Key Terms in this Chapter
Negative Predictive Value (NPV): A percentage of individuals with a negative result who actually do not have the clinical condition of interest. PPV and NPV depend on the prevalence of a particular condition or disease in the population.
Specificity: The probability that the test result is negative for those participants with no clinical condition. A test that has high specificity will have few false positives results, but increases the false negative rate. Specificity is also known as True Negative Rate (TNR). Sensitivity and specificity are inversely related.
Liberal Decision Criterion: A cutoff point that maximizes the sensitivity of a test. This criterion is also named lenient.
Clinical Test: A procedure performed to detect the presence of a specific clinical condition or disease. Screening tests are a particular case of tests that offer rapid results. These tests should be easily accessible to target groups, easy to administer, and not expensive. Tests with high sensitivity are often used to screen for disease, as tests with low sensitivity fail to identify many patients with a particular clinical condition or disease.
ROC Curve: A descriptive graph that shows the relationship between sensitivity (TPR) (y-axis) and FPR (1-specificity, x-axis) for every possible cutoff point of a test.
Conservative Decision Criterion: A cutoff point that maximizes the specificity of a test. This criterion is also named strict.
Sensitivity: The probability that the test result is positive for those participants with a clinical condition or a disease. High sensitivity tests produce few false negative results, but also increase the false positive rate. Sensitivity is also known as True Positive Rate (TPR).

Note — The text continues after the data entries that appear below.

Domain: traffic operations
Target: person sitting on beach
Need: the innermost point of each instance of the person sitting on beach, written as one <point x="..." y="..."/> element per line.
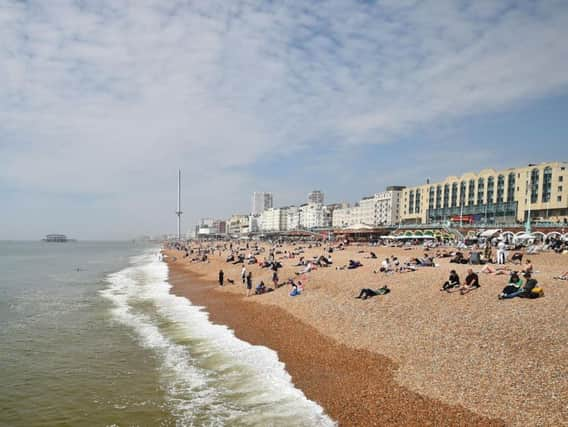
<point x="517" y="258"/>
<point x="500" y="270"/>
<point x="323" y="261"/>
<point x="261" y="289"/>
<point x="427" y="261"/>
<point x="488" y="252"/>
<point x="471" y="282"/>
<point x="525" y="291"/>
<point x="528" y="267"/>
<point x="309" y="267"/>
<point x="385" y="266"/>
<point x="295" y="291"/>
<point x="515" y="280"/>
<point x="368" y="292"/>
<point x="453" y="281"/>
<point x="221" y="277"/>
<point x="475" y="257"/>
<point x="458" y="258"/>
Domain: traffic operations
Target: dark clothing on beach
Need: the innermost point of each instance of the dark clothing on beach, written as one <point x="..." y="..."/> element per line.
<point x="472" y="280"/>
<point x="453" y="281"/>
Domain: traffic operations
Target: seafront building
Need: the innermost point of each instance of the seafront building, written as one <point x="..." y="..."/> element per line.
<point x="314" y="215"/>
<point x="237" y="224"/>
<point x="260" y="202"/>
<point x="379" y="209"/>
<point x="274" y="219"/>
<point x="293" y="218"/>
<point x="316" y="196"/>
<point x="491" y="197"/>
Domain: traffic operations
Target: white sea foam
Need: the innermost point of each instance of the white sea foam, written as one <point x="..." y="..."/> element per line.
<point x="210" y="376"/>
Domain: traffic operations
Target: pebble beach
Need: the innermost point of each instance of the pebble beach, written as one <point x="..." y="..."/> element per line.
<point x="416" y="356"/>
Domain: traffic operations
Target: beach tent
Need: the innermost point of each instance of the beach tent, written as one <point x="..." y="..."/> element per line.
<point x="490" y="233"/>
<point x="361" y="226"/>
<point x="524" y="236"/>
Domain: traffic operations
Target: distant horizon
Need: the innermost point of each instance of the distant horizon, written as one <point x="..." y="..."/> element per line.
<point x="101" y="105"/>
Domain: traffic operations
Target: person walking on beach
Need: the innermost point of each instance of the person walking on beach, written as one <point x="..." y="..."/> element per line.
<point x="501" y="253"/>
<point x="221" y="277"/>
<point x="249" y="283"/>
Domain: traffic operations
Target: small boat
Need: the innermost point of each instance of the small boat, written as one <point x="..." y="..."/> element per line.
<point x="57" y="238"/>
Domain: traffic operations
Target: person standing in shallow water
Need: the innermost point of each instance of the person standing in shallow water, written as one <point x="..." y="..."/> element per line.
<point x="249" y="283"/>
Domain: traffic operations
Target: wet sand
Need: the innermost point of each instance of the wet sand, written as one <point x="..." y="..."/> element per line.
<point x="356" y="387"/>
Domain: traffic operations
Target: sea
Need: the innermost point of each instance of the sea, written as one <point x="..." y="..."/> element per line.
<point x="91" y="336"/>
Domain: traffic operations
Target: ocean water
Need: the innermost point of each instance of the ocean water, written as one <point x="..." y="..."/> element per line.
<point x="91" y="336"/>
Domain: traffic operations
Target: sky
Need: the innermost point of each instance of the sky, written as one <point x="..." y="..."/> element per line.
<point x="101" y="101"/>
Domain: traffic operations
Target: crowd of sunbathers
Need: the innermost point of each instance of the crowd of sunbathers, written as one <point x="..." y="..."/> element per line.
<point x="521" y="283"/>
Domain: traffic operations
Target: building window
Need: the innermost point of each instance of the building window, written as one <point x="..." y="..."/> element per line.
<point x="471" y="192"/>
<point x="490" y="189"/>
<point x="480" y="190"/>
<point x="511" y="188"/>
<point x="534" y="185"/>
<point x="417" y="203"/>
<point x="454" y="194"/>
<point x="547" y="184"/>
<point x="500" y="189"/>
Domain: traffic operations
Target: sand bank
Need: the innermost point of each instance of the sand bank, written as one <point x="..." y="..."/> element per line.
<point x="356" y="387"/>
<point x="501" y="359"/>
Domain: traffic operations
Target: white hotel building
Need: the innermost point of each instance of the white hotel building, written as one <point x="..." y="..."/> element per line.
<point x="380" y="209"/>
<point x="274" y="219"/>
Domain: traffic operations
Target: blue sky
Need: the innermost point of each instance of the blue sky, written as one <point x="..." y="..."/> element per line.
<point x="101" y="102"/>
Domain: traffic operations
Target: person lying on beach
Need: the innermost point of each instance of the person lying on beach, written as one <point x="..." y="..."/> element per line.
<point x="368" y="292"/>
<point x="528" y="268"/>
<point x="498" y="271"/>
<point x="471" y="282"/>
<point x="353" y="264"/>
<point x="239" y="260"/>
<point x="323" y="261"/>
<point x="452" y="282"/>
<point x="406" y="268"/>
<point x="301" y="262"/>
<point x="427" y="261"/>
<point x="458" y="258"/>
<point x="262" y="289"/>
<point x="525" y="291"/>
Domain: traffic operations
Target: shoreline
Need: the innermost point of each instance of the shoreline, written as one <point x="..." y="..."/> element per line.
<point x="356" y="387"/>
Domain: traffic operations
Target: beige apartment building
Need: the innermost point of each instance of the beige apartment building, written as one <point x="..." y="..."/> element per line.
<point x="491" y="197"/>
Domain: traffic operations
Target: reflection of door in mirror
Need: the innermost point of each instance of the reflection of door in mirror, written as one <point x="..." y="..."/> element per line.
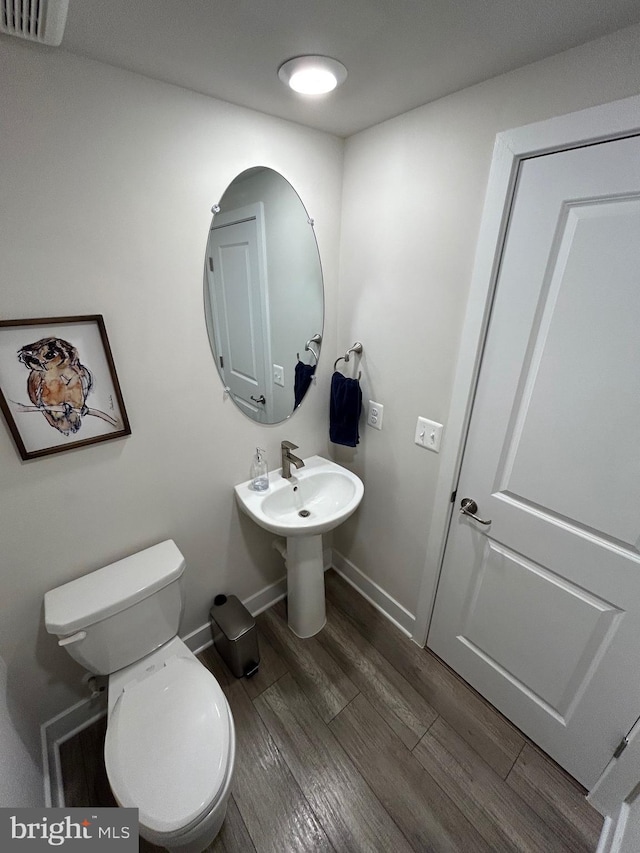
<point x="263" y="293"/>
<point x="237" y="284"/>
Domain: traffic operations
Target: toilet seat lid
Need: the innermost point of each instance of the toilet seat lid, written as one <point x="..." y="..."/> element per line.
<point x="167" y="745"/>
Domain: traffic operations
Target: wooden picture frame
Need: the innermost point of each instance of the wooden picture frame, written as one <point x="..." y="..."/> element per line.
<point x="58" y="384"/>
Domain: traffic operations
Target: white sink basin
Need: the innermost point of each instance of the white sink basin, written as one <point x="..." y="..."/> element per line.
<point x="316" y="499"/>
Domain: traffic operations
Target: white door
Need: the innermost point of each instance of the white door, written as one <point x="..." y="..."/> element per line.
<point x="540" y="609"/>
<point x="236" y="277"/>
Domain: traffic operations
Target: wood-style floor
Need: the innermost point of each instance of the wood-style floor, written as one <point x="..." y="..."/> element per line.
<point x="358" y="740"/>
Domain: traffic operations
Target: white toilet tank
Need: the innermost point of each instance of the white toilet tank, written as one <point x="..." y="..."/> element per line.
<point x="116" y="615"/>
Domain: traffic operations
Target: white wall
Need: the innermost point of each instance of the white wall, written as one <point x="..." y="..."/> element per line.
<point x="21" y="782"/>
<point x="107" y="181"/>
<point x="412" y="200"/>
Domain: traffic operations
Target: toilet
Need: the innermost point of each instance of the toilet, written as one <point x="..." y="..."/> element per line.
<point x="170" y="744"/>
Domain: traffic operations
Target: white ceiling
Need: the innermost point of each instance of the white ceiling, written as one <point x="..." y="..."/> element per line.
<point x="399" y="53"/>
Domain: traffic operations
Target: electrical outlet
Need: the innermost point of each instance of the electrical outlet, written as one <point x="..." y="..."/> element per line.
<point x="374" y="414"/>
<point x="278" y="375"/>
<point x="428" y="434"/>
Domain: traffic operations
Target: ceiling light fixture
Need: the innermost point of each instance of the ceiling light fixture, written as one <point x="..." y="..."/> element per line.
<point x="312" y="75"/>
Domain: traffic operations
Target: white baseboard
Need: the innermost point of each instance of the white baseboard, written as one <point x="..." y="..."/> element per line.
<point x="84" y="713"/>
<point x="374" y="594"/>
<point x="55" y="732"/>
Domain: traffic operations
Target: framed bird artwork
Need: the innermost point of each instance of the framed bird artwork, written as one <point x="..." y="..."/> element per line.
<point x="58" y="384"/>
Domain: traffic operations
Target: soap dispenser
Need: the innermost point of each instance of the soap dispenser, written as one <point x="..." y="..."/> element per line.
<point x="259" y="476"/>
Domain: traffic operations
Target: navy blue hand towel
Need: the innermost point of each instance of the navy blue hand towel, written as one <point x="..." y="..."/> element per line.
<point x="344" y="410"/>
<point x="301" y="381"/>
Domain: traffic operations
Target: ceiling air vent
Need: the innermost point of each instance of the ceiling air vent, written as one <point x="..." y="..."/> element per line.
<point x="35" y="20"/>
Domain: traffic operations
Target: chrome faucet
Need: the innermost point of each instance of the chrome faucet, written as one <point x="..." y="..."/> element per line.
<point x="288" y="459"/>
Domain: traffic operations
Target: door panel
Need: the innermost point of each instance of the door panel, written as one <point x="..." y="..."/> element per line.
<point x="540" y="610"/>
<point x="237" y="290"/>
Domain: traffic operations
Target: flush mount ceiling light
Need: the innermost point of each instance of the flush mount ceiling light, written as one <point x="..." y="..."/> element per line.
<point x="312" y="75"/>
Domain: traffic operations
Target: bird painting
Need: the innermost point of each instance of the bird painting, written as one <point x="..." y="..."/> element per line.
<point x="58" y="384"/>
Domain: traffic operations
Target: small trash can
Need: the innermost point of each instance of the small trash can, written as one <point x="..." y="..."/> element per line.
<point x="235" y="635"/>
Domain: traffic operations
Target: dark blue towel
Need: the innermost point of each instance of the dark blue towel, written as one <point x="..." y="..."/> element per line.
<point x="301" y="381"/>
<point x="344" y="411"/>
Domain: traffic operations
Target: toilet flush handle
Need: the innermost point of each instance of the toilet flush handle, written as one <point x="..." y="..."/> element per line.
<point x="74" y="638"/>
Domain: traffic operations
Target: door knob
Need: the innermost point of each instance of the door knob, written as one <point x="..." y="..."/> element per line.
<point x="469" y="507"/>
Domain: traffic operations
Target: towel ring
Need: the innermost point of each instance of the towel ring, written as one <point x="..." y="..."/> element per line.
<point x="356" y="348"/>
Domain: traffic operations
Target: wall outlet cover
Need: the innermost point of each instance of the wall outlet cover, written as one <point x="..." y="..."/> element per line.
<point x="428" y="434"/>
<point x="374" y="414"/>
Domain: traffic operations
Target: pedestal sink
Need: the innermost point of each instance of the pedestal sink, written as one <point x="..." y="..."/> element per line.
<point x="313" y="501"/>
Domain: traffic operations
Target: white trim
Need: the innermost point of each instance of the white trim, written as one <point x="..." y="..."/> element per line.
<point x="606" y="836"/>
<point x="596" y="124"/>
<point x="58" y="729"/>
<point x="84" y="713"/>
<point x="374" y="594"/>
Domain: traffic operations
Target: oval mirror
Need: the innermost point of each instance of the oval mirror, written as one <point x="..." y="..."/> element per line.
<point x="263" y="294"/>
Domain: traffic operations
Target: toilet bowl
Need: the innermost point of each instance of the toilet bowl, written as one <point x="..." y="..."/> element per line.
<point x="170" y="746"/>
<point x="170" y="743"/>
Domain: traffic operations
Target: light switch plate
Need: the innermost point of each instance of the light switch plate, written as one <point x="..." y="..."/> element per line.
<point x="428" y="434"/>
<point x="278" y="375"/>
<point x="374" y="414"/>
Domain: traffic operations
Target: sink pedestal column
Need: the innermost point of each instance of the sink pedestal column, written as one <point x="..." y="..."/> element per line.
<point x="305" y="585"/>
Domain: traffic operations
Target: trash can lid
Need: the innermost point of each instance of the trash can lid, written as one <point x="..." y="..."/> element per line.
<point x="231" y="616"/>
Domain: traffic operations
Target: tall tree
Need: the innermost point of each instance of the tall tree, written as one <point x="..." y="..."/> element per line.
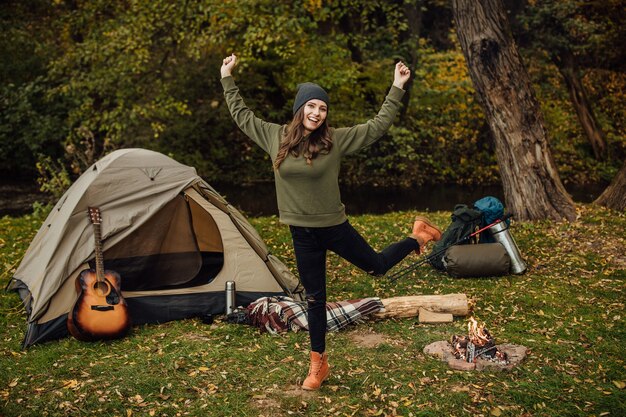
<point x="577" y="36"/>
<point x="532" y="187"/>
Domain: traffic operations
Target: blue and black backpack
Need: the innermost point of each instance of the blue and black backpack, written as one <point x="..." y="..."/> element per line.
<point x="465" y="221"/>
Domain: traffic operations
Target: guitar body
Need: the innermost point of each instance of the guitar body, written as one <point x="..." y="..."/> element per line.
<point x="100" y="313"/>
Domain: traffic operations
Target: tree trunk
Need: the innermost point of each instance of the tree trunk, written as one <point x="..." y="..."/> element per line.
<point x="565" y="63"/>
<point x="532" y="187"/>
<point x="614" y="197"/>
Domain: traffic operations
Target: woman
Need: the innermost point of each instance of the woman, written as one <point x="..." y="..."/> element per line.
<point x="306" y="155"/>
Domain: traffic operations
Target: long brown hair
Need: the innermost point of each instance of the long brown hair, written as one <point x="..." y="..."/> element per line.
<point x="293" y="142"/>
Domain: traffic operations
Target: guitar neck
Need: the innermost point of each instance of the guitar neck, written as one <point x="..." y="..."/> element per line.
<point x="99" y="255"/>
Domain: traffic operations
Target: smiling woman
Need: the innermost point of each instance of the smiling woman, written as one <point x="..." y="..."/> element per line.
<point x="306" y="154"/>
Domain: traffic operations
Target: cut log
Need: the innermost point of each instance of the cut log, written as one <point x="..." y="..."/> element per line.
<point x="408" y="306"/>
<point x="427" y="316"/>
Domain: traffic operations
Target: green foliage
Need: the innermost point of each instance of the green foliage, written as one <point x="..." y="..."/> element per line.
<point x="568" y="309"/>
<point x="85" y="78"/>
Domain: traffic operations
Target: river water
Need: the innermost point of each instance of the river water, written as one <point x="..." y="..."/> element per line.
<point x="16" y="198"/>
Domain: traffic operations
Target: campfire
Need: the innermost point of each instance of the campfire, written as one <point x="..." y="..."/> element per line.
<point x="477" y="344"/>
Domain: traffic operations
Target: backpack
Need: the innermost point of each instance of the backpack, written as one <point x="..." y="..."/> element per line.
<point x="464" y="222"/>
<point x="492" y="210"/>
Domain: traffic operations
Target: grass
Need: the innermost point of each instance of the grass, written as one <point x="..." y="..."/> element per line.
<point x="568" y="309"/>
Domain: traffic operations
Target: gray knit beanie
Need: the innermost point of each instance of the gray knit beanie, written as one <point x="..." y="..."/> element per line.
<point x="309" y="91"/>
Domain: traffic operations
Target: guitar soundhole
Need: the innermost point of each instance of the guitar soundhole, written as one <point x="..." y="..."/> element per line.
<point x="101" y="288"/>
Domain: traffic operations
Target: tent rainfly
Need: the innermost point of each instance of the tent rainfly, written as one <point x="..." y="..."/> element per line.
<point x="173" y="239"/>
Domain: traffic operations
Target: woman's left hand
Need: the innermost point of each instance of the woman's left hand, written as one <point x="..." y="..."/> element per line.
<point x="401" y="75"/>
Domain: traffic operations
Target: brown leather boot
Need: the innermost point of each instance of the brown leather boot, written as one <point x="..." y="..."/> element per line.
<point x="318" y="371"/>
<point x="424" y="231"/>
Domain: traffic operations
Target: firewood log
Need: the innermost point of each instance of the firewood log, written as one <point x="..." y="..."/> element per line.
<point x="408" y="306"/>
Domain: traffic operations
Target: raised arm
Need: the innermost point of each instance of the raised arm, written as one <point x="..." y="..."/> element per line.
<point x="352" y="139"/>
<point x="262" y="133"/>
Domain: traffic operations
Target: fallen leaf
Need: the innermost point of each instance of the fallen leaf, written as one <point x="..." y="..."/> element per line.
<point x="70" y="383"/>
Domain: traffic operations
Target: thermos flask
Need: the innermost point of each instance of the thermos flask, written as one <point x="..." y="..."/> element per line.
<point x="500" y="232"/>
<point x="230" y="297"/>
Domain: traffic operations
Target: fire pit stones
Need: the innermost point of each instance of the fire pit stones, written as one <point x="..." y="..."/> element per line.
<point x="444" y="351"/>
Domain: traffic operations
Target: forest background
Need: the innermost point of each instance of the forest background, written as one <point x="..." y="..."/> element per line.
<point x="82" y="78"/>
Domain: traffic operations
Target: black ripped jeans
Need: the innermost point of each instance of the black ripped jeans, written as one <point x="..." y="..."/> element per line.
<point x="310" y="245"/>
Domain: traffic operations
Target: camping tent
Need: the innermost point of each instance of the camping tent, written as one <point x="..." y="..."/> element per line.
<point x="173" y="239"/>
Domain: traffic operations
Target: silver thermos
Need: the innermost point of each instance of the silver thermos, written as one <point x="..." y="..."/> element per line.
<point x="500" y="232"/>
<point x="230" y="297"/>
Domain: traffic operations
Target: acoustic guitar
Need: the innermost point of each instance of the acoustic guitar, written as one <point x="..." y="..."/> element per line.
<point x="100" y="313"/>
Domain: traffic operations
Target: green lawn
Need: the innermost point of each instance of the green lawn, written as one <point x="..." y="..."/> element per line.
<point x="568" y="309"/>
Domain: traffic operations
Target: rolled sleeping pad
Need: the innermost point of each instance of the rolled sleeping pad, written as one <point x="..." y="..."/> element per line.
<point x="479" y="260"/>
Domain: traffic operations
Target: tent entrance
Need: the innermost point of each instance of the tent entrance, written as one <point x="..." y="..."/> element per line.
<point x="178" y="247"/>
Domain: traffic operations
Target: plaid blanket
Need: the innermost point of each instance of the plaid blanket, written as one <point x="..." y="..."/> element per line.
<point x="281" y="314"/>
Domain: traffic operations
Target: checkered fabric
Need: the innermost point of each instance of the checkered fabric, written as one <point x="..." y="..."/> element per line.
<point x="281" y="314"/>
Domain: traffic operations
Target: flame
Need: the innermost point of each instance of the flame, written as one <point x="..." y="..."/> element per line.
<point x="478" y="335"/>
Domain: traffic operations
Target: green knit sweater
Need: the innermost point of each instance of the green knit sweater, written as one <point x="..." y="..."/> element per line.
<point x="308" y="195"/>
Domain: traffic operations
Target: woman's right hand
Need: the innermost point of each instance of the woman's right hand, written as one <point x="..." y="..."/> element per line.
<point x="228" y="64"/>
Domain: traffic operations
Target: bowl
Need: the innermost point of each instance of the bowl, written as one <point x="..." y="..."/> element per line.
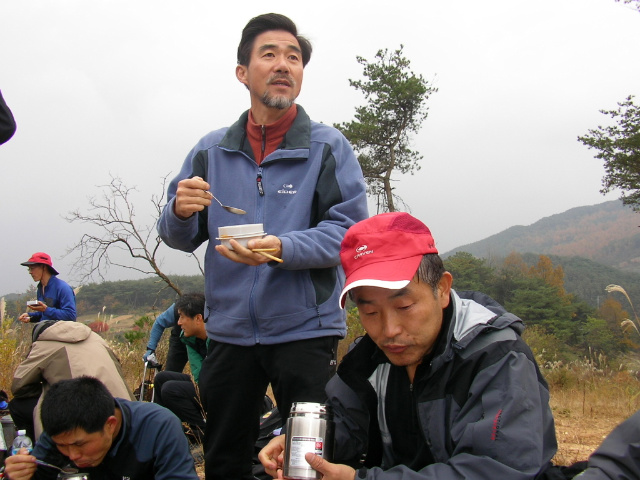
<point x="242" y="240"/>
<point x="241" y="233"/>
<point x="239" y="230"/>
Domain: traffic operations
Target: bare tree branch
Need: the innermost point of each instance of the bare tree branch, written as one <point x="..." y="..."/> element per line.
<point x="120" y="231"/>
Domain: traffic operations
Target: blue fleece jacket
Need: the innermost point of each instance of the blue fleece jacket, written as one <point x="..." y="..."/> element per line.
<point x="307" y="193"/>
<point x="60" y="301"/>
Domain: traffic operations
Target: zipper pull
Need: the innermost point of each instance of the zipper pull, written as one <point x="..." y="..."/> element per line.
<point x="259" y="184"/>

Confusion Matrix: A table in a specific format that is used in classification analysis. In this table, two (or more) variables are jointly analyzed. Rows are used to present the test result whereas columns present the clinical condition status or a gold standard result.
Cutoff Point: A specific point in which all values below/above this threshold will be set differently, enabling the discrimination between contrasting groups.
Positive Predictive Value (PPV): A percentage of individuals with a positive result who actually have the clinical condition of interest. Therefore, is a measure of how believable a positive test result.